Sur ces différents clichés ou séquences vidéos qui circulent, deux images ressortent principalement. La première est une photographie prise sur l'autoroute A86 au nord-est de Paris. Comme l'a montré AFP Factuel, la cellule de vérification des faits de l'AFP, cette photographie (et le déplacement de véhicules blindés qu'elle montre) n'a rien à voir avec l'épidémie de coronavirus. 

"Ces véhicules étaient stationnés sur un camp d'entraînement à Biscarosse (Landes) et on les a ramenés sur la base de Monthléry (Essonne)", explique l'entreprise Dom'Azur transports, propriétaire du camion convoyant les blindés. 

Le porte-parole du ministère des Armées confirme qu'il s'agissait d'un déplacement "prévu de longue date" et que ces deux véhicules appartenaient bien "au 121ème régiment du train de Monthlery qui rentraient d’un stage de conduite sur sable organisé à Biscarosse au profit des conducteurs de ce régiment qui seront engagés dans quelques semaines au Mali dans le cadre de l’opération Barkhane". 

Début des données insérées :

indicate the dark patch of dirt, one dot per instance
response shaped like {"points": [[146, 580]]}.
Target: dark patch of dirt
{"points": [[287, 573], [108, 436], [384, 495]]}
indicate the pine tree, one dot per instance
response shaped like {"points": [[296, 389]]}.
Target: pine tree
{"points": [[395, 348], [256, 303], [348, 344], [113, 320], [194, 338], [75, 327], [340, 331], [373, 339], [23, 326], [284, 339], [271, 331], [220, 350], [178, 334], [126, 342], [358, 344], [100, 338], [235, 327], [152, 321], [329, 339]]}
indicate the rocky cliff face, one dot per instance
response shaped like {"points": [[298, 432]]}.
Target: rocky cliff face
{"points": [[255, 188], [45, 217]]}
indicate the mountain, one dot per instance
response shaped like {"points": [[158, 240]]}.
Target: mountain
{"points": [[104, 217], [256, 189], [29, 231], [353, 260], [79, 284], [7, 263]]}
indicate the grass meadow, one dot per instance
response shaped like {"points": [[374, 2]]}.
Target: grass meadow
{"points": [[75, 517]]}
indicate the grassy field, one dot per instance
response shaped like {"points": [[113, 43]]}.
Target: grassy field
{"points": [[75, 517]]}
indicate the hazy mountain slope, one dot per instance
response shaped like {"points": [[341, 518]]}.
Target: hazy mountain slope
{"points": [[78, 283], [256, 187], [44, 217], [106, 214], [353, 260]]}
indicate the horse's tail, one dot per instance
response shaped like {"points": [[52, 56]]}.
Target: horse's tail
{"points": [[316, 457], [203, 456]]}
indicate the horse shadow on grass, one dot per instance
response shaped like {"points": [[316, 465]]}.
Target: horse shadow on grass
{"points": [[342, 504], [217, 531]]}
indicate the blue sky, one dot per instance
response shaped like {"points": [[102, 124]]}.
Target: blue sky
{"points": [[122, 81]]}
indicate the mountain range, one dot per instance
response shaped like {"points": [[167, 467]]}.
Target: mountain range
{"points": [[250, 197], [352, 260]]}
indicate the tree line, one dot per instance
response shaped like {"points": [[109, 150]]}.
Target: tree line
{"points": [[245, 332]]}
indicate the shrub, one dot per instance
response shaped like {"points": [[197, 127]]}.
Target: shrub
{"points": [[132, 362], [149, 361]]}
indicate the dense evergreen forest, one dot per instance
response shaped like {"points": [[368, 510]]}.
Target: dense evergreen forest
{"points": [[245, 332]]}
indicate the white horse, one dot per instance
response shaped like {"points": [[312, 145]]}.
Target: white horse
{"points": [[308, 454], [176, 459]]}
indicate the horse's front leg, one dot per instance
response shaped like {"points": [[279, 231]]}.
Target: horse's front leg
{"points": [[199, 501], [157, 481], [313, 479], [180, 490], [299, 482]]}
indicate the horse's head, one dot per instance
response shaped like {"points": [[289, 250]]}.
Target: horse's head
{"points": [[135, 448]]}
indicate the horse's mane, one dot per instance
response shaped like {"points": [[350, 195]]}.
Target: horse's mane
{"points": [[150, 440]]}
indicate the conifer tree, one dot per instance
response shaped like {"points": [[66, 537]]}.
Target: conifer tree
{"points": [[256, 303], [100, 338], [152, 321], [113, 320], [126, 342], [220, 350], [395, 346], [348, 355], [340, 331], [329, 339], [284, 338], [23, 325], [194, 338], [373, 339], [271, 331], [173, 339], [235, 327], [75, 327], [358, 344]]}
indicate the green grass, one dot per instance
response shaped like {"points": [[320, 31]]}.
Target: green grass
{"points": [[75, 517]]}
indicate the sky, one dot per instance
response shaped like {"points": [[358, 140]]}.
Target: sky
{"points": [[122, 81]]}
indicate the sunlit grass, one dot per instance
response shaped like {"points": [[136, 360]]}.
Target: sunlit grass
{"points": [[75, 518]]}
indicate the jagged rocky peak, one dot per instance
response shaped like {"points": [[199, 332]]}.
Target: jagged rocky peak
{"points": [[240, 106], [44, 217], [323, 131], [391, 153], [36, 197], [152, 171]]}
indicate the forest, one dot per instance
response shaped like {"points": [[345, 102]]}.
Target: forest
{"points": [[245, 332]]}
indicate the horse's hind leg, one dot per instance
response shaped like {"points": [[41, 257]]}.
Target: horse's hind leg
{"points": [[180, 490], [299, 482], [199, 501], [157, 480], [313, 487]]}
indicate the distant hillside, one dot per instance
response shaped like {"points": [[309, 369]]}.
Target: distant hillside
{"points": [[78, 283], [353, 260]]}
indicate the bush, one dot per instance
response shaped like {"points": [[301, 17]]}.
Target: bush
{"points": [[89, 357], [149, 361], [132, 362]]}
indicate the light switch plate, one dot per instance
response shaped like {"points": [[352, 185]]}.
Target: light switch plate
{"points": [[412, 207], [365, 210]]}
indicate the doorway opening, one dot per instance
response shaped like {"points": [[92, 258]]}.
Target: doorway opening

"L'armée arrive par Charenton"

La seconde image très partagée est celle d'une file de camions de transport de l'Armée,  photographiés à Charenton-le-Pont (Val-de-Marne), près de Paris. Mais rien à voir avec une mobilisation de l'armée pour le confinement. 

Là encore, le ministère des Armées explique : "Les camions vus à Charenton appartiennent à un mouvement logistique sans lien avec la crise du coronavirus. L’armée de Terre continue à dérouler ses activités opérationnelles liées à la réalisation de ses missions prioritaires. Ce qui inclut des déplacements limités".

Lundi, le ministère des Armées a par ailleurs précisé que le décret 2020-251, publié le 13 mars, n'avait aucun rapport avec la mise en place d'un confinement. Il était pourtant avancé par beaucoup d'internautes comme "une preuve".  "Préparé depuis des mois, ce décret est une mesure d’application de la loi de transformation de la fonction publique promulguée le 6 août 2019. Il n’a absolument aucun lien avec le Covid-19. (...) Il précise la situation administrative des militaires qui servent - temporairement - en dehors du ministère des Armées, pour les besoins du ministère des Armées", détaille un communiqué. 

Par ailleurs, Le Monde rappelle que "le concours des armées ne peut être requis pour des missions de sécurité intérieure et de sécurité civile que lorsque les autres moyens des administrations ‒ y compris ceux de la gendarmerie nationale ‒ s’avèrent inexistants, insuffisants, inadaptés ou indisponibles".

Lundi soir, Christophe Castaner a précisé la façon dont les mesures de confinement allaient être appliquées mais n'a, à aucun moment, évoqué la mobilisation de l'armée. Le dispositif de contrôle, "sur des points fixes et mobiles", mobilisera "plus de 100.000 policiers et gendarmes", a détaillé le ministre de l'Intérieur. Dans son discours, les mots "militaires" et "armée" n'apparaissent à aucun moment. 

L'armée mobilisée, mais pour tout autre chose

Dans les faits, l'Armée française est tout de même mobilisée par la crise du Covid-19 mais sur un plan purement sanitaire. Le président de la République l'a annoncé lundi : un hôpital de campagne du service de santé des Armées sera déployé dans les jours à venir en Alsace. Il s'agit d'une structure sous tente de 30 lits, "un élément militaire de réanimation", selon les informations de France Inter.

"Ce matin même, des hélicoptères du service de santé des Armées sont en train de commencer le transfert, l'évacuation de malades graves, jeunes, pour les envoyer dans d'autres hôpitaux, dans des régions où nous avons de la place", a par ailleurs détaillé Olivier Véran, ministre de la Santé, mardi sur France Inter. Il évoque là le module Morphée, service de réanimation volant de l'armée de l'Air.